You’ll Never Get It If You Don’t Slow Down
From “Auggie Wren’s Christmas,” by Paul Auster:
Auggie and I have known each other for close to eleven years now. He works behind the counter of a cigar store on Court Street in downtown Brooklyn, and since it's the only store that carries the little Dutch cigars I like to smoke, I go in there fairly often. For a long time, I didn't give much thought to Auggie Wren. He was the strange little man who wore a hooded blue sweatshirt and sold me cigars and magazines, the impish, wisecracking character who always had something funny to say about the weather, the Mets or the politicians in Washington, and that was the extent of it.
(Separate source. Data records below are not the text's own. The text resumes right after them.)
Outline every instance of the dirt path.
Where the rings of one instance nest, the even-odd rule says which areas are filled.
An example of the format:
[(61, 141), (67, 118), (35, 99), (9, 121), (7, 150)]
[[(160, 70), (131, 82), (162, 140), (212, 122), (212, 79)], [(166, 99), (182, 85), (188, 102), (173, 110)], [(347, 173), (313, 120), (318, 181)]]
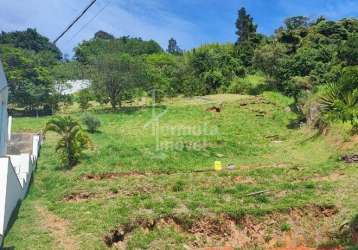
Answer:
[(68, 233), (69, 223), (62, 218), (54, 215), (46, 208), (37, 205), (37, 213), (40, 218), (40, 224), (46, 228), (55, 239), (56, 246), (65, 250), (79, 249), (78, 241)]

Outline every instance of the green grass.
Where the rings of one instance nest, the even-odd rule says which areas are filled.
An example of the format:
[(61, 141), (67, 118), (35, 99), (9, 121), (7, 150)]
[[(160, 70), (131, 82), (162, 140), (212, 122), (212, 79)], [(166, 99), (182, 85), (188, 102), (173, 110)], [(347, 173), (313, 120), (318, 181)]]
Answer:
[[(101, 120), (99, 133), (91, 134), (93, 149), (70, 171), (59, 169), (54, 153), (56, 135), (48, 134), (41, 150), (38, 169), (28, 198), (5, 240), (16, 249), (52, 249), (53, 236), (39, 226), (34, 206), (41, 204), (70, 222), (69, 233), (81, 249), (106, 249), (103, 237), (120, 225), (143, 218), (155, 220), (176, 215), (200, 218), (207, 214), (262, 216), (307, 204), (334, 204), (342, 208), (342, 220), (358, 213), (354, 195), (358, 171), (337, 161), (336, 147), (308, 129), (289, 129), (296, 118), (285, 111), (289, 98), (264, 93), (269, 103), (240, 103), (250, 96), (210, 96), (224, 102), (221, 113), (206, 109), (212, 105), (199, 99), (177, 99), (163, 103), (160, 118), (160, 147), (151, 125), (150, 107), (126, 108), (113, 113), (93, 109)], [(261, 113), (260, 113), (261, 112)], [(264, 116), (260, 114), (264, 113)], [(80, 112), (73, 112), (80, 118)], [(15, 118), (15, 131), (40, 131), (48, 117)], [(215, 172), (215, 161), (235, 164), (233, 171)], [(340, 171), (350, 176), (344, 181), (318, 180)], [(85, 180), (84, 174), (147, 173), (115, 179)], [(250, 179), (250, 183), (237, 181)], [(353, 186), (353, 187), (352, 187)], [(353, 190), (352, 190), (353, 189)], [(259, 196), (252, 192), (270, 190)], [(344, 192), (342, 192), (344, 190)], [(351, 191), (349, 191), (351, 190)], [(275, 193), (284, 191), (284, 196)], [(99, 195), (81, 202), (66, 202), (71, 193)], [(340, 192), (340, 193), (338, 193)], [(114, 197), (106, 197), (115, 193)], [(282, 230), (287, 227), (282, 225)], [(35, 233), (36, 235), (34, 235)], [(20, 240), (21, 237), (21, 240)], [(190, 234), (171, 227), (147, 231), (136, 228), (128, 248), (182, 249), (190, 245)]]

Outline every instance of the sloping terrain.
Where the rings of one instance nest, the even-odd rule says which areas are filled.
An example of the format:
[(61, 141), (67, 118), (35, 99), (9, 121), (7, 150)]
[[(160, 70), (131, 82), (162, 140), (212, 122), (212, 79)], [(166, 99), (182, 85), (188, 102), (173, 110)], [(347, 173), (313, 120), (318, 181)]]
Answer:
[[(92, 149), (72, 170), (58, 168), (57, 138), (46, 136), (30, 194), (5, 246), (352, 245), (358, 168), (340, 156), (357, 152), (357, 140), (343, 129), (323, 137), (293, 126), (290, 104), (265, 93), (179, 98), (155, 111), (93, 110), (101, 132), (91, 135)], [(46, 120), (18, 118), (14, 128), (37, 132)], [(222, 162), (221, 171), (214, 170), (215, 161)]]

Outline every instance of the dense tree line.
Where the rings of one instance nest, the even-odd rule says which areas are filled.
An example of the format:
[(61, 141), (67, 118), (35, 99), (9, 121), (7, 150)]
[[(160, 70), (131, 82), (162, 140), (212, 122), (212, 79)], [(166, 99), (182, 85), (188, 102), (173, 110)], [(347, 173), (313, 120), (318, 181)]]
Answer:
[(68, 79), (91, 80), (91, 88), (79, 94), (84, 108), (91, 99), (117, 108), (150, 95), (153, 89), (159, 101), (176, 95), (257, 94), (259, 90), (248, 91), (251, 87), (245, 79), (261, 75), (266, 79), (263, 90), (292, 96), (302, 114), (315, 96), (328, 95), (330, 101), (320, 99), (327, 114), (322, 117), (333, 117), (328, 115), (329, 108), (334, 109), (332, 98), (344, 93), (351, 101), (340, 109), (353, 110), (345, 117), (356, 122), (357, 19), (290, 17), (268, 37), (257, 32), (253, 17), (241, 8), (235, 27), (234, 43), (204, 44), (189, 51), (182, 50), (174, 38), (164, 51), (153, 40), (116, 38), (98, 31), (75, 48), (70, 62), (60, 62), (59, 50), (35, 30), (3, 32), (0, 52), (10, 82), (10, 101), (30, 109), (57, 104), (65, 99), (54, 86)]

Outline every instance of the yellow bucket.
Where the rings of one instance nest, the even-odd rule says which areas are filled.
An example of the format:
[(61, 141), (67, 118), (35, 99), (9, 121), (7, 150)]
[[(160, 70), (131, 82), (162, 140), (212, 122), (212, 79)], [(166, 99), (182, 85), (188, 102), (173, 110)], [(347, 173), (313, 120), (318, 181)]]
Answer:
[(221, 161), (215, 161), (214, 169), (215, 169), (215, 171), (221, 171), (223, 169), (223, 165), (222, 165)]

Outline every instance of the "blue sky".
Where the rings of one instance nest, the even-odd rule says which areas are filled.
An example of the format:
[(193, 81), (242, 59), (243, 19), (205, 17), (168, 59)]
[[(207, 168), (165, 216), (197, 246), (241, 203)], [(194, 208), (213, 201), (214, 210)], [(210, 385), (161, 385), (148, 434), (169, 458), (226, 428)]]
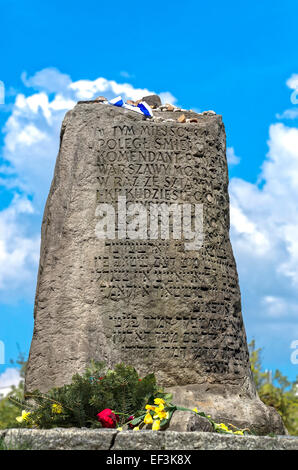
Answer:
[(143, 89), (223, 115), (247, 336), (264, 348), (264, 367), (294, 379), (297, 2), (0, 0), (0, 11), (0, 386), (11, 380), (17, 344), (26, 353), (30, 346), (40, 223), (63, 115), (82, 98)]

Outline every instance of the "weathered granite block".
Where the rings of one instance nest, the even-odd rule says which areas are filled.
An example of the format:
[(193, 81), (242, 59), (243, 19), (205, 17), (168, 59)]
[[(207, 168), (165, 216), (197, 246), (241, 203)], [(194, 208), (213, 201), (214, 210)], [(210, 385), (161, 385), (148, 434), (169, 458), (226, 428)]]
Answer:
[(209, 432), (166, 432), (167, 450), (297, 450), (298, 439), (235, 436)]
[(209, 432), (90, 429), (10, 429), (8, 449), (28, 450), (298, 450), (298, 437), (235, 436)]
[(113, 450), (163, 450), (165, 432), (122, 431), (117, 434)]
[(109, 450), (116, 434), (115, 429), (10, 429), (4, 442), (30, 450)]

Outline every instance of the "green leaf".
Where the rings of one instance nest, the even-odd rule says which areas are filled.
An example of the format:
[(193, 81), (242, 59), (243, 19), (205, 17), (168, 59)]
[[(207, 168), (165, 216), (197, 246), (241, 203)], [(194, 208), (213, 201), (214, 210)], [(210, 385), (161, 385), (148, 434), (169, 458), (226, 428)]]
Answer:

But then one day several years ago he happened to be looking through a magazine in the store, and he stumbled across a review of one of my books. He knew it was me because a photograph accompanied the review, and after that things changed between us. I was no longer just another customer to Auggie, I had become a distinguished person. Most people couldn't care less about books and writers, but it turned out that Auggie considered himself an artist. Now that he had cracked the secret of who I was, he embraced me as an ally, a confidant, a brother-in-arms. To tell the truth, I found it rather embarrassing. Then, almost inevitably, a moment came when he asked if I would be willing to look at his photographs. Given his enthusiasm and goodwill, there didn't seem any way I could turn him down.